My initial approach was to order breakfast from the lunch menu – paying extra to get fish and vegetables, or eggs with a side of chicken and veg. This took quite some explaining and was met with some very baffled expressions. Unfortunately, after a few days I was struck down with the dreaded “Bali Belly” (if you don’t know, I’m sure you can guess!). It then occurred to me I was going against my first rule of travelling:
Eat what the locals eat!
I’ve travelled all around Asia following this rule and have never been ill. I’ve always noticed that the tourists who don’t try local food, but order Western dishes are usually the ones to fall ill. I guess because Western food that is rarely ordered, so it doesn’t have such a quick turnaround. So, I prioritised “eating local food” above “eating Paleo”. In practice, this mainly meant including rice, as this is such a staple in Indonesia (and Asia generally). I also started to eat a lot of fruit – where as usually I only have one or two pieces a week.

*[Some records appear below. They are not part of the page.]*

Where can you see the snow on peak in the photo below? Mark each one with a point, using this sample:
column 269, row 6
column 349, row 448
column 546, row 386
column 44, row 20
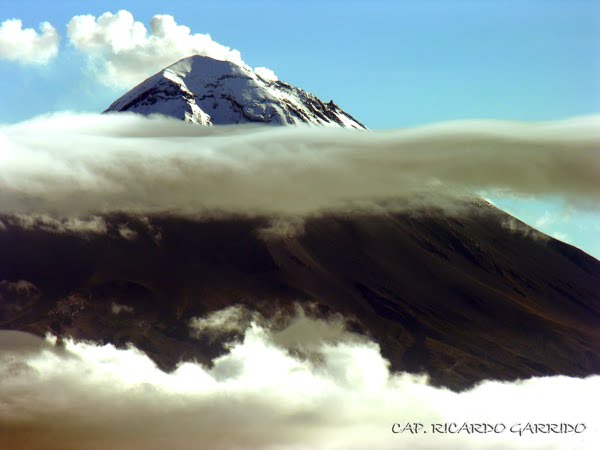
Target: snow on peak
column 207, row 91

Fortunately the food in Indonesia has a few important differences from a lot of Western food. Everywhere I went, the food was local. I had fish a few times, sitting by the lake or overlooking the sea that the fish came from. The rice came from the rice paddies next door. The eggs, from the hens that were roaming around next to where I ate. I was also very impressed to find that most food is cooked in coconut oil; but not shop bough coconut oil – home made coconut oil!
My Favourite Indonesian Paleo-ish Dishes
A great Indonesian dish that I had often was Satay. This is meat skewers, cooked over coals and flavoured with local herbs and spices and served in peanut sauce. So whilst the peanut (legume) sauce is not Paleo, the principles of the dish clearly are.
Soy is also quite strongly featured, as tofu or tempe – and whilst it is traditionally prepared (certainly not processed), it was easy for me to steer clear of it.
Despite the rice, I had Nasi Goreng (fried rice), several times, leaving the prawn crackers uneaten. Another popular local dish I enjoyed was Gado-gado, which literally means a mix. It contains lots of local vegetables and a peanut sauce with some delicate herbs and spices. I found quite a few dishes, such as Opor ayam, that were along the lines of a chicken curry – in coconut milk – a great Paleo option.
Whenever fish was offered, I found that a great option, as the whole fish was served, and they were locally caught instead of farmed and imported. Pepes Ikan is a great fish dish cooked in a banana leaf.
I really enjoyed the opportunity to try different fruit, that isn’t so readily available at home. Rambutans are a little like Lycees and were grown almost everywhere. I also tried jack fruit, snake fruit and fresh papaya.
So, my strategy of eating like a local worked well from a short-term health perspective in that I avoided food poisoning. But I found the change of diet hard going. On my Paleo diet, I can go for a long time before I get hungry, as my blood sugar levels remain stable. When I started to introduce so many (relatively) carbohydrates, I found that I would become extremely hungry and shaky – and have to eat every few hours – a clear indication of a drop in blood sugar levels. As much as I enjoyed trying so many local foods, it was good to return to my normal World, where I’m fortunate enough to be able to eat what I want to eat based on Paleo, rather than what is available.